Sergi Mansilla
Sergi Mansilla

Reputation: 12803

Namespaces in Chicken Scheme

How do namespaces work in Chicken Scheme? I am now using the parley egg, and when I define a function with the name e.g. read, that causes an error because of name clashing (actually, because my read overwrites parley's own read, and it is invoked with wrong type.

Here's the code:

(use parley)

(define (read p) p) ; This `read` function conflicts.

(let loop ((l (parley "> ")))
  (if (or (eof-object? l)
          (equal? l "quit"))
    (print "bye!")
    (begin
      (printf "you typed: ~s~%" l)
      (loop (parley "> ")))))

How can I avoid collisions like these?

UPDATE

I've reduced the code necessary to reproduce this:

(use parley)
(define (read p) p)

this gets the following error: Error: illegal non-atomic object: #<input port "readline.scm">

Obviously, my read function is clashing with parley read.

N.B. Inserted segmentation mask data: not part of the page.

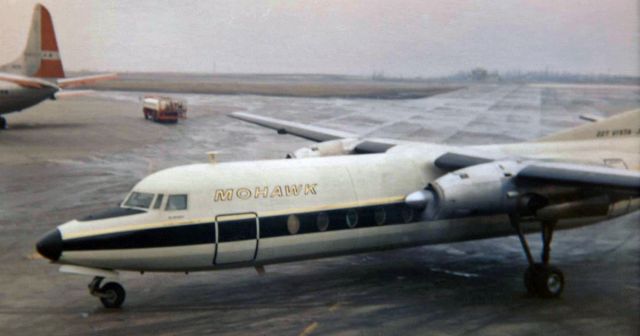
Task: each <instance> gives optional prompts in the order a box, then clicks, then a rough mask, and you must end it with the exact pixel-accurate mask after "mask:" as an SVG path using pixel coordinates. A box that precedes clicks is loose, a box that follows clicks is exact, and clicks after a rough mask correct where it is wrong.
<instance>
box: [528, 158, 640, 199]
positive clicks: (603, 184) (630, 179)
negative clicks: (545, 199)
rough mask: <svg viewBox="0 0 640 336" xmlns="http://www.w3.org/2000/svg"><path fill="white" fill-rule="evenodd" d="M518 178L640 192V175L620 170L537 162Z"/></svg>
mask: <svg viewBox="0 0 640 336" xmlns="http://www.w3.org/2000/svg"><path fill="white" fill-rule="evenodd" d="M517 177H518V178H521V179H529V180H539V181H547V182H554V183H561V184H571V185H581V186H592V187H604V188H614V189H625V190H631V191H635V192H640V173H638V172H635V171H627V170H622V169H618V168H609V167H599V166H590V165H582V164H570V163H547V162H539V163H537V162H535V163H531V164H529V165H527V166H526V167H524V168H523V169H522V170H520V172H519V173H518V174H517Z"/></svg>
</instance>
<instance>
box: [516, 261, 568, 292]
mask: <svg viewBox="0 0 640 336" xmlns="http://www.w3.org/2000/svg"><path fill="white" fill-rule="evenodd" d="M524 278H525V286H526V287H527V291H528V292H529V293H531V294H537V295H538V296H541V297H544V298H556V297H559V296H560V294H562V291H563V290H564V274H562V271H560V269H558V268H556V267H553V266H545V265H541V264H536V265H535V266H534V267H533V268H531V267H529V268H527V271H526V272H525V276H524Z"/></svg>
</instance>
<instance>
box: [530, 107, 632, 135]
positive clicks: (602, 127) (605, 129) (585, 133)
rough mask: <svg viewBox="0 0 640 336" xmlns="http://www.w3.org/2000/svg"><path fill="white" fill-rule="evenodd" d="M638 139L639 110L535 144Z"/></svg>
mask: <svg viewBox="0 0 640 336" xmlns="http://www.w3.org/2000/svg"><path fill="white" fill-rule="evenodd" d="M627 137H640V109H635V110H631V111H627V112H623V113H620V114H616V115H614V116H612V117H610V118H606V119H602V120H598V121H596V122H591V123H588V124H586V125H582V126H578V127H576V128H572V129H568V130H565V131H562V132H559V133H555V134H551V135H548V136H546V137H544V138H541V139H538V140H536V141H537V142H555V141H575V140H595V139H605V140H606V139H611V138H615V139H618V138H627Z"/></svg>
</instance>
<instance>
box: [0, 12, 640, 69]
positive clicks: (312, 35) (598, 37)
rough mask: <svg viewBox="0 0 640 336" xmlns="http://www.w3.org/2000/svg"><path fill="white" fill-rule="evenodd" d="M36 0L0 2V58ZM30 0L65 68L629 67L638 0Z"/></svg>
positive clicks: (449, 68) (29, 20) (638, 62)
mask: <svg viewBox="0 0 640 336" xmlns="http://www.w3.org/2000/svg"><path fill="white" fill-rule="evenodd" d="M35 3H36V1H32V0H0V63H5V62H7V61H10V60H12V59H13V58H15V56H17V55H18V54H19V53H20V52H21V51H22V49H23V47H24V44H25V43H26V38H27V36H26V35H27V31H28V26H29V24H30V21H31V14H32V10H33V6H34V4H35ZM41 3H43V4H44V5H45V6H47V7H48V8H49V10H50V12H51V15H52V16H53V21H54V25H55V29H56V33H57V36H58V44H59V46H60V49H61V54H62V57H63V62H64V65H65V68H66V69H68V70H83V69H84V70H96V71H175V72H213V71H214V70H215V71H217V72H240V73H333V74H357V75H368V74H371V73H373V72H374V71H377V72H380V71H382V72H384V73H385V74H387V75H394V76H438V75H446V74H450V73H453V72H456V71H459V70H465V69H470V68H472V67H476V66H482V67H486V68H488V69H492V70H499V71H505V70H516V69H519V70H544V69H548V70H552V71H570V72H579V73H611V74H626V75H638V73H639V65H638V63H639V57H638V54H639V52H640V51H639V47H638V44H639V40H640V33H639V26H638V21H639V19H638V12H639V9H638V1H637V0H607V1H603V0H561V1H546V0H520V1H516V0H502V1H495V0H482V1H471V0H468V1H463V0H447V1H435V0H434V1H425V0H415V1H413V0H407V1H405V0H402V1H400V0H385V1H378V0H363V1H358V0H325V1H319V0H318V1H312V0H308V1H307V0H291V1H275V0H274V1H267V0H262V1H244V0H241V1H239V0H229V1H160V0H149V1H138V0H135V1H132V0H124V1H117V0H109V1H99V0H95V1H94V0H83V1H80V0H43V1H41Z"/></svg>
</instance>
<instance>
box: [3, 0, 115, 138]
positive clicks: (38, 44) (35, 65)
mask: <svg viewBox="0 0 640 336" xmlns="http://www.w3.org/2000/svg"><path fill="white" fill-rule="evenodd" d="M64 77H65V75H64V69H63V67H62V60H61V59H60V52H59V51H58V42H57V41H56V34H55V31H54V30H53V21H52V20H51V15H50V14H49V11H48V10H47V8H45V7H44V6H42V5H40V4H38V5H36V7H35V8H34V10H33V19H32V20H31V28H30V30H29V39H28V40H27V46H26V47H25V49H24V52H23V53H22V55H21V56H20V57H18V58H17V59H16V60H14V61H13V62H11V63H8V64H5V65H2V66H0V115H2V114H6V113H11V112H16V111H21V110H22V109H25V108H27V107H31V106H33V105H36V104H38V103H40V102H42V101H43V100H46V99H56V98H60V97H64V96H73V95H76V94H78V92H77V91H76V92H73V91H71V92H63V91H61V89H63V88H70V87H76V86H81V85H86V84H90V83H94V82H97V81H101V80H107V79H113V78H115V77H116V74H101V75H95V76H84V77H75V78H64ZM4 128H7V120H6V119H5V118H3V117H0V129H4Z"/></svg>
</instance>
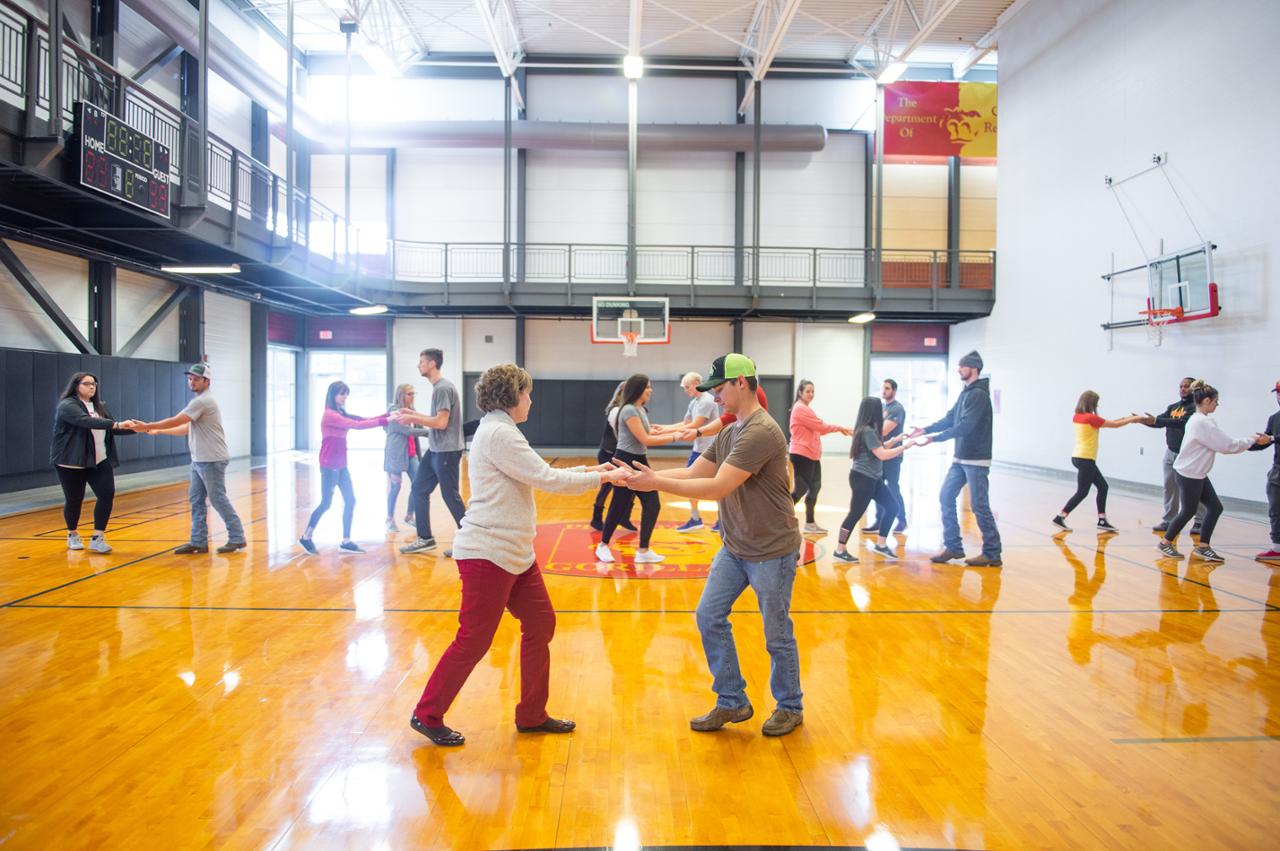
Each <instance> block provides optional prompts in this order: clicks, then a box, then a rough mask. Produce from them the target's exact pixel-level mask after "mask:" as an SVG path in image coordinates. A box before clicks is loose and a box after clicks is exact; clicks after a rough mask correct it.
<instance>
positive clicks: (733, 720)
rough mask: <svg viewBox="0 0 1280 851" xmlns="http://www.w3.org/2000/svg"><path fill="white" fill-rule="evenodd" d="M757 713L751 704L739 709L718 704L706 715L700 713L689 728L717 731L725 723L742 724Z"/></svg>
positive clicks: (744, 706) (701, 731)
mask: <svg viewBox="0 0 1280 851" xmlns="http://www.w3.org/2000/svg"><path fill="white" fill-rule="evenodd" d="M754 714H755V710H754V709H751V704H748V705H745V706H739V708H737V709H724V708H723V706H716V708H714V709H712V710H710V712H709V713H707V714H705V715H699V717H698V718H694V719H692V720H691V722H689V728H690V729H694V731H698V732H699V733H710V732H716V731H717V729H719V728H721V727H723V726H724V724H741V723H742V722H744V720H746V719H748V718H750V717H751V715H754Z"/></svg>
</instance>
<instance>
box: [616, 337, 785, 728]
mask: <svg viewBox="0 0 1280 851" xmlns="http://www.w3.org/2000/svg"><path fill="white" fill-rule="evenodd" d="M756 384H758V383H756V376H755V363H753V362H751V358H749V357H746V356H745V354H737V353H730V354H726V356H724V357H718V358H716V362H714V363H712V374H710V378H708V379H707V380H705V381H704V383H701V384H699V385H698V389H699V390H700V392H707V390H712V392H713V393H714V394H716V402H717V403H718V404H722V406H723V407H724V410H726V412H728V413H732V415H735V416H736V417H737V420H736V421H735V422H733V424H732V425H730V426H727V427H726V429H724V430H722V431H721V433H719V434H718V435H716V441H714V443H712V445H710V447H709V448H708V449H707V450H705V452H704V453H703V454H701V456H699V458H698V459H696V461H695V462H694V463H692V466H689V467H684V468H680V470H663V471H662V472H654V471H653V470H650V468H649V467H645V466H644V465H640V463H636V465H634V466H635V467H636V468H637V470H639V472H637V473H636V475H635V476H632V477H631V479H630V480H627V481H626V484H625V486H626V488H630V489H632V490H660V491H663V493H668V494H677V495H680V497H685V498H686V499H690V500H696V499H714V500H717V502H718V503H719V518H721V535H722V546H721V549H719V552H718V553H716V558H714V559H713V561H712V569H710V573H709V575H708V577H707V585H705V586H704V589H703V596H701V599H700V600H699V601H698V630H699V632H701V636H703V651H704V653H705V654H707V664H708V667H710V671H712V676H713V677H714V681H713V683H712V690H713V691H714V692H716V695H717V700H716V706H714V708H713V709H712V710H710V712H709V713H707V714H705V715H700V717H698V718H694V719H692V720H691V722H690V724H689V726H690V727H691V728H692V729H695V731H698V732H712V731H714V729H719V728H721V727H723V726H724V724H726V723H735V724H736V723H740V722H744V720H746V719H748V718H750V717H751V715H753V709H751V704H750V701H749V700H748V697H746V681H745V680H744V678H742V671H741V668H740V667H739V662H737V648H736V645H735V644H733V632H732V630H731V628H730V624H728V614H730V612H731V610H732V608H733V603H735V601H736V600H737V598H740V596H741V595H742V591H745V590H746V587H748V586H751V590H754V591H755V596H756V599H758V600H759V603H760V616H762V617H763V618H764V645H765V648H767V649H768V651H769V659H771V665H769V668H771V672H769V688H771V690H772V691H773V697H774V700H777V704H778V705H777V709H774V712H773V715H772V717H771V718H769V719H768V720H767V722H764V727H763V728H762V732H763V733H764V735H765V736H785V735H787V733H790V732H791V731H792V729H795V728H796V727H799V726H800V724H801V723H804V708H803V705H801V692H800V654H799V651H797V650H796V640H795V632H794V628H792V626H791V586H792V585H794V584H795V577H796V561H797V559H799V550H800V527H799V525H797V522H796V516H795V508H794V505H792V503H791V481H790V476H788V472H787V440H786V438H785V436H783V434H782V429H781V427H778V424H777V422H774V421H773V417H771V416H769V412H768V411H765V410H764V408H763V407H760V403H759V401H758V399H756V395H755V392H756Z"/></svg>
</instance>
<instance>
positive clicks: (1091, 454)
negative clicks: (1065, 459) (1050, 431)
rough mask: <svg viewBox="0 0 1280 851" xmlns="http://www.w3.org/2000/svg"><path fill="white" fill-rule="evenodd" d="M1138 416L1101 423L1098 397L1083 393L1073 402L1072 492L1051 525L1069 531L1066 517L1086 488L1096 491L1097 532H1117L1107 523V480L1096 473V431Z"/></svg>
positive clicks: (1134, 420)
mask: <svg viewBox="0 0 1280 851" xmlns="http://www.w3.org/2000/svg"><path fill="white" fill-rule="evenodd" d="M1140 420H1142V417H1140V416H1138V415H1137V413H1133V415H1130V416H1128V417H1120V418H1119V420H1103V418H1102V417H1100V416H1098V394H1097V393H1094V392H1093V390H1085V392H1084V393H1082V394H1080V399H1079V402H1076V403H1075V416H1074V417H1071V422H1073V424H1074V426H1075V449H1074V450H1073V452H1071V466H1073V467H1075V493H1074V494H1071V498H1070V499H1068V500H1066V505H1064V507H1062V511H1060V512H1059V513H1057V516H1056V517H1055V518H1053V521H1052V522H1053V526H1056V527H1057V529H1059V530H1061V531H1065V532H1069V531H1071V527H1070V526H1068V525H1066V516H1068V514H1070V513H1071V511H1073V509H1074V508H1075V507H1076V505H1079V504H1080V503H1082V502H1083V500H1084V498H1085V497H1088V495H1089V488H1092V486H1094V485H1096V486H1097V489H1098V531H1100V532H1117V531H1120V530H1119V529H1116V527H1115V526H1112V525H1111V521H1108V520H1107V480H1106V479H1103V477H1102V471H1101V470H1098V430H1100V429H1119V427H1120V426H1126V425H1129V424H1130V422H1138V421H1140Z"/></svg>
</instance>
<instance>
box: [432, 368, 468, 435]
mask: <svg viewBox="0 0 1280 851" xmlns="http://www.w3.org/2000/svg"><path fill="white" fill-rule="evenodd" d="M440 411H448V412H449V425H447V426H444V427H443V429H431V434H429V435H428V436H426V448H428V449H430V450H431V452H462V449H463V448H465V447H466V441H465V440H463V438H462V406H461V404H460V403H458V388H456V386H453V381H451V380H449V379H440V380H439V381H436V383H435V384H434V385H433V388H431V416H433V417H434V416H435V415H436V413H439V412H440Z"/></svg>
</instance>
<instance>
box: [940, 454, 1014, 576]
mask: <svg viewBox="0 0 1280 851" xmlns="http://www.w3.org/2000/svg"><path fill="white" fill-rule="evenodd" d="M989 475H991V468H989V467H975V466H974V465H961V463H952V465H951V468H950V470H947V477H946V479H943V480H942V494H941V497H940V498H941V502H942V545H943V546H946V548H947V549H948V550H952V552H955V553H963V552H964V540H963V539H961V537H960V520H959V517H957V516H956V500H957V499H959V498H960V489H961V488H964V486H965V485H969V504H970V507H972V508H973V516H974V517H975V518H977V520H978V529H979V530H980V531H982V554H983V555H986V557H987V558H992V559H998V558H1000V531H998V530H997V529H996V517H995V514H992V513H991V497H989V494H988V490H989V485H988V481H987V480H988V476H989Z"/></svg>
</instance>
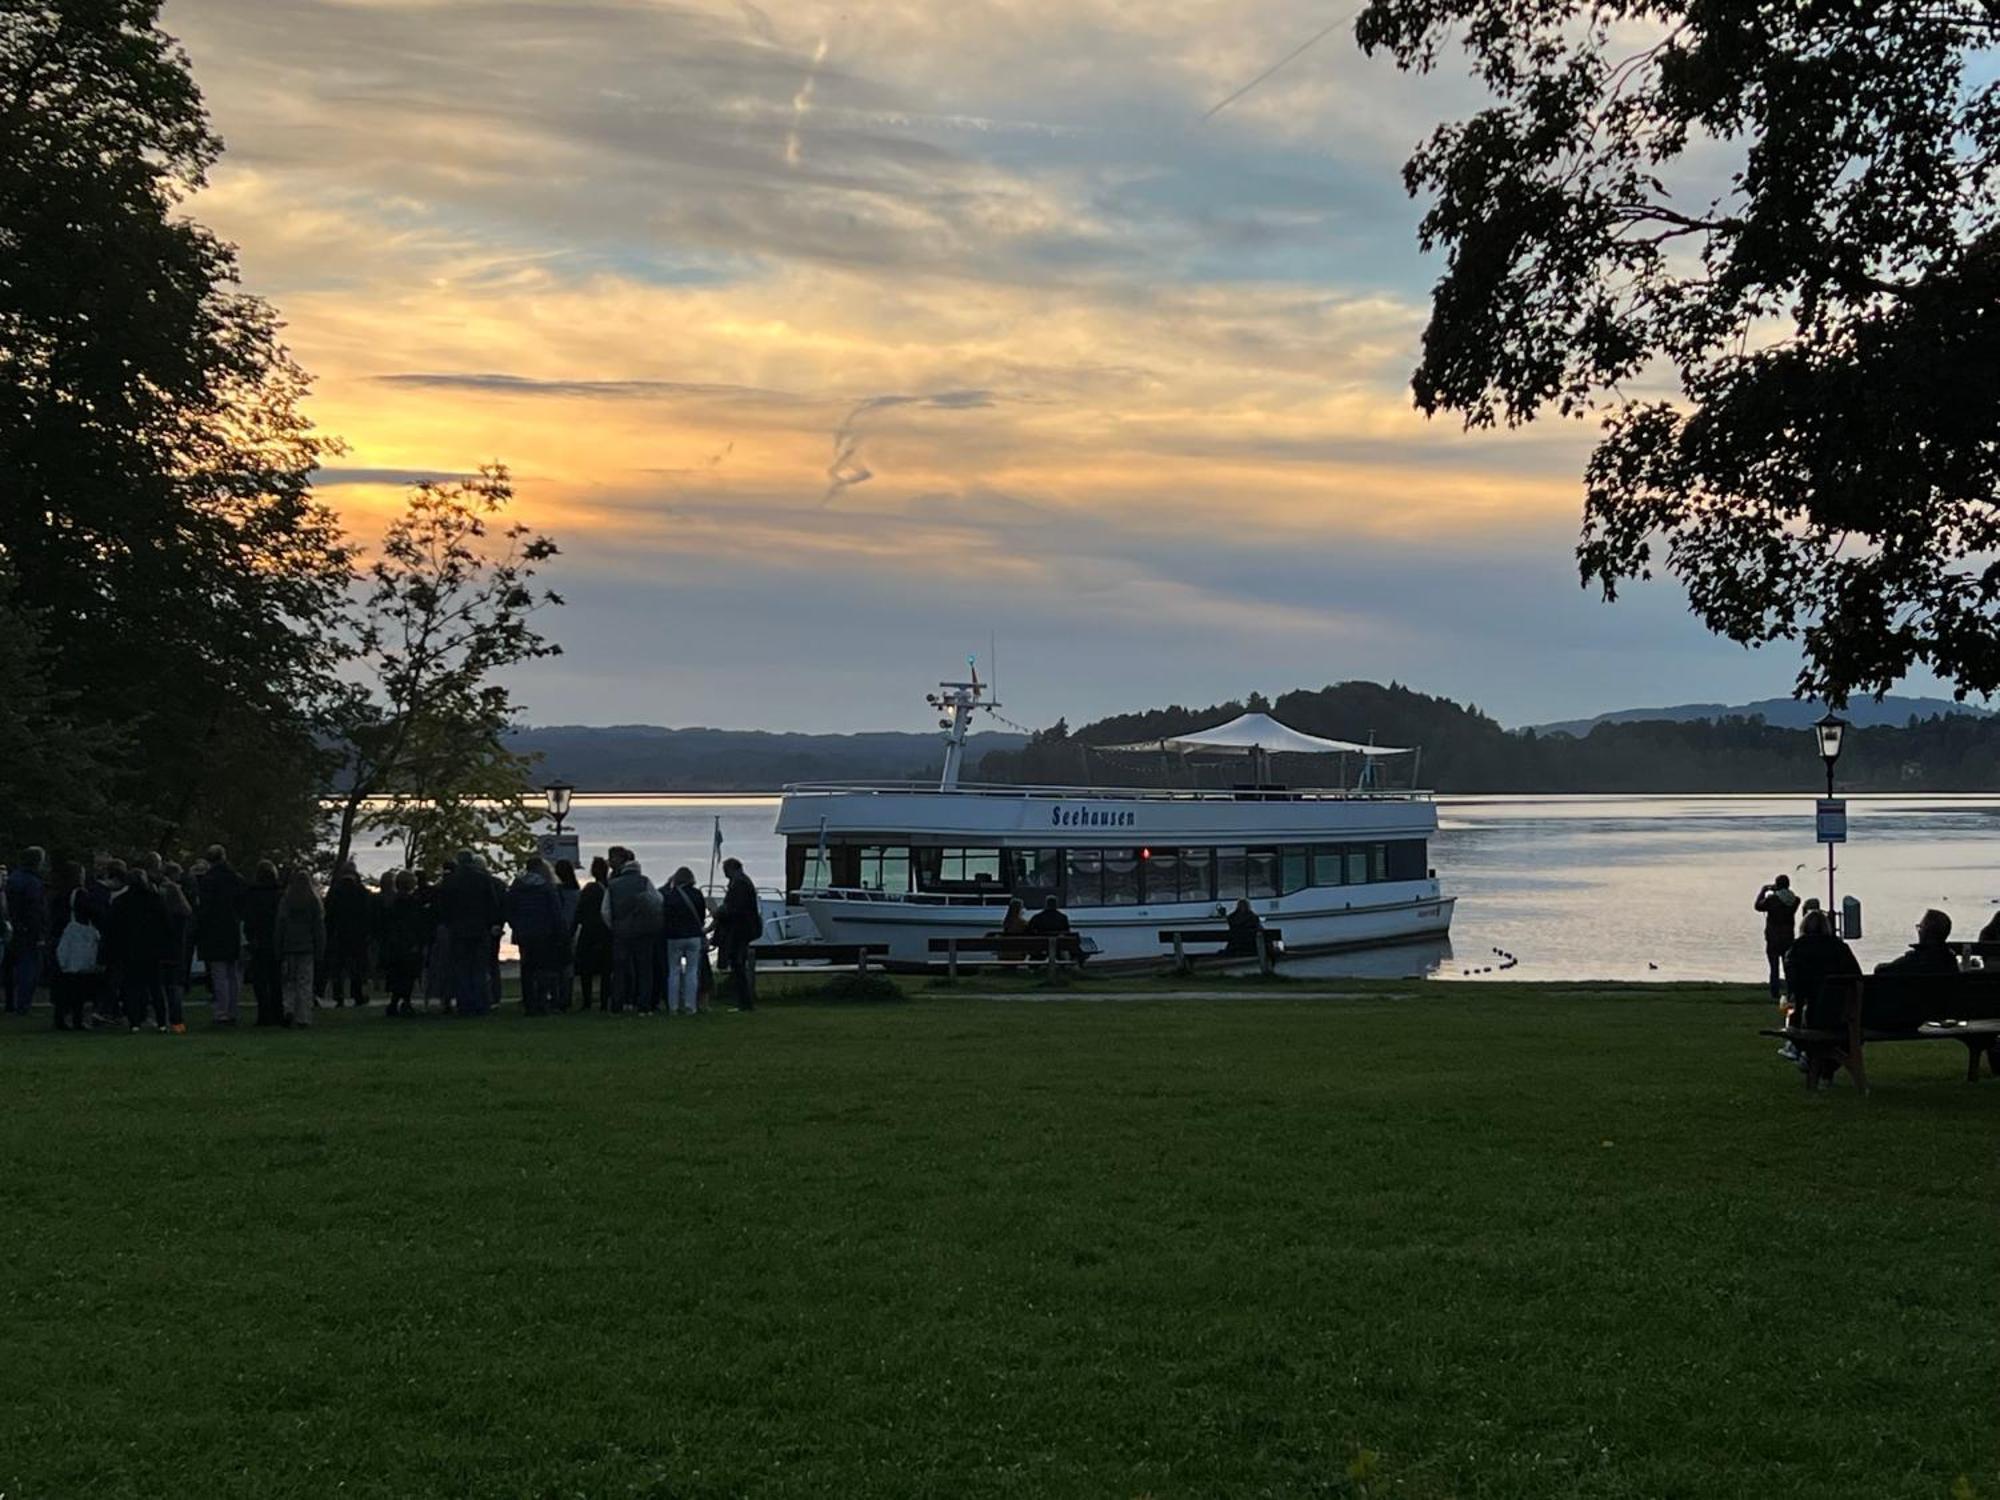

But I don't know how to avoid this without renaming my function.

Upvotes: 3

Views: 678

Answers (2)

Sylwester
Sylwester

Reputation: 48765

According to the documentation you can use the same tricks as when you import modules in modules. You then have lots of options, like prefix:

(use (prefix parley parley:)) ; all imported symbols have been prefixed with "parley:"

Upvotes: 5

Sergi Mansilla
Sergi Mansilla

Reputation: 12803

It was not that obvious. It turns out that read is an essential function in Scheme that converts external representations of Scheme objects into the objects themselves. Overwriting it is not a good idea, because users of my library or app probably assume that read is not overwritten, and try to use it as a parser.

But Chicken Scheme should be giving a warning, not an error, so that's probably a bug in Chicken.It is to be determined if it is actually csi the one who is at fault, instead of Parley.

In any case, it's a terrible idea to overwrite read.